Honolulu and Kauai police have begun using a nationally recognized domestic violence assessment protocol to help prevent murders and get immediate help for victims at risk of being killed.
Both police departments launched what is formally known as the Lethality Assessment Program this summer, creating the most structured law enforcement response to domestic violence incidents in the state, said Janelle Oishi of the Hawaii State Coalition Against Domestic Violence.
Oishi said the program creates a consistent law enforcement response in the handling of domestic violence cases and gives officers clear parameters for helping victims. A key element of the program is a 24-hour hotline that police can call to connect the victim to a domestic vio-
lence advocate. On Oahu, Child &Family Service runs the hotline.
The program consists of an 11-question screening tool to identify victims at risk of being killed by an intimate partner.
An officer responding to a domestic violence incident will read the questions to the victim. If the victim answers certain questions or a certain number of questions in the affirmative, the officer will call the 24-hour hotline and ask the victim to speak with a domestic violence advocate who is trained to respond to someone in crisis and at high risk of being killed.
The advocate can also provide safety training, services and shelter referrals.
The program, based on the research by Jackie Campbell, a pioneering researcher in domestic violence, is already being used in more than 30 states.
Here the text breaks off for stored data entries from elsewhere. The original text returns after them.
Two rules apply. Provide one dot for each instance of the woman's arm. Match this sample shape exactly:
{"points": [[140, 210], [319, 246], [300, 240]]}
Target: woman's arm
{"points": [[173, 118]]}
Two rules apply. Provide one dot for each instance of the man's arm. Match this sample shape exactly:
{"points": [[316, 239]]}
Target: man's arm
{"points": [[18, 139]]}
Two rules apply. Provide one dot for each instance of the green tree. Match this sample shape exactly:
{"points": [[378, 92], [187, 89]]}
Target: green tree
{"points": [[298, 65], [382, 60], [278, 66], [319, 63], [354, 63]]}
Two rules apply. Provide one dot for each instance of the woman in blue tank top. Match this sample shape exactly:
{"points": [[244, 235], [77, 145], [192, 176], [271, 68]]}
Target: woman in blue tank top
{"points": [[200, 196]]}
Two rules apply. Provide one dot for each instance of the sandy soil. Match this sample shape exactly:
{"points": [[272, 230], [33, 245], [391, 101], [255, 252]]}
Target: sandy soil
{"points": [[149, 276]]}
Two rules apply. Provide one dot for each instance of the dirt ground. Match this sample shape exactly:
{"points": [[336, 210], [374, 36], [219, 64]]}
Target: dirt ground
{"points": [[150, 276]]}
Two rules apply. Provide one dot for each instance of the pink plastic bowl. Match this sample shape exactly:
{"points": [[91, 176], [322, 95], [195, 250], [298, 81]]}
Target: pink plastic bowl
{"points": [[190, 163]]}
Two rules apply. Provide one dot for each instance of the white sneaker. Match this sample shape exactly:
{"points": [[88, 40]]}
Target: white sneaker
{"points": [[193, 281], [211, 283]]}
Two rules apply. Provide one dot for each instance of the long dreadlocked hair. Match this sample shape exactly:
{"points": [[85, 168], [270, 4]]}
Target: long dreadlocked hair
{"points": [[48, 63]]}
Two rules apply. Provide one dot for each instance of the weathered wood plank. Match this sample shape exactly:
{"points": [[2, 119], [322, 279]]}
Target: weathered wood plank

It has also garnered national recognition from the Centers for Disease Control and Prevention and the U.S. Department of Justice’s Office on Violence Against Women.
The Maryland Network Against Domestic Violence created the program as a strategy to prevent domestic violence homicides, and it trains law enforcement and other agencies, at no cost, to use the program.
Oishi said the state Coalition Against Domestic Violence has been working since 2014 to bring the program to Hawaii to “really strengthen law enforcement’s response to the safety of survivors.”
“We’re really trying to get the most vulnerable population immediately into appropriate services,” she said, adding that research shows domestic violence services increase victims’ safety.
The director of systems and communities for the coalition, Oishi said the organization learned about the Lethality Assessment Program in 2014, although not in response to any specific event. Hawaii island and Maui police declined to participate.
Nationally, she said, one in four women will experience physical abuse.
According to the state attorney general’s office, Hawaii had 46 domestic abuse-related murders from 2008 through 2012, making up about 39 percent of the state’s murders during that time.
Honolulu police Maj. Larry Lawson, of the Criminal Investigation Division, said patrol officers across the island have been using the assessment protocol since July 1.
He said Honolulu police adopted a policy that requires officers to attempt to read the screening questionnaire to victims in a domestic violence call. Victims have the right to decline to participate.
Reading the questionnaire can educate some victims about the warning signs that they may be killed in their relationship, he said.
Some questions, for example, ask whether the victim’s partner has ever threatened to kill him or her, whether the partner is constantly jealous, or whether the partner is unemployed.
“It just helps us convey the seriousness of domestic violence to that victim,” he said. “This gives us something to really speak to that victim and say, ‘You are in danger here, and we’re trying to help you.’”
Another benefit of the program, Lawson said, is it gets victims in touch with service providers early on, increasing the likelihood that they follow through with prosecution because they feel like “they have someone walking beside them from the beginning.”
He said the lethality assessment screening process takes only about 10 minutes to complete.
“We have high hopes that it’s going to save someone’s life,” he said.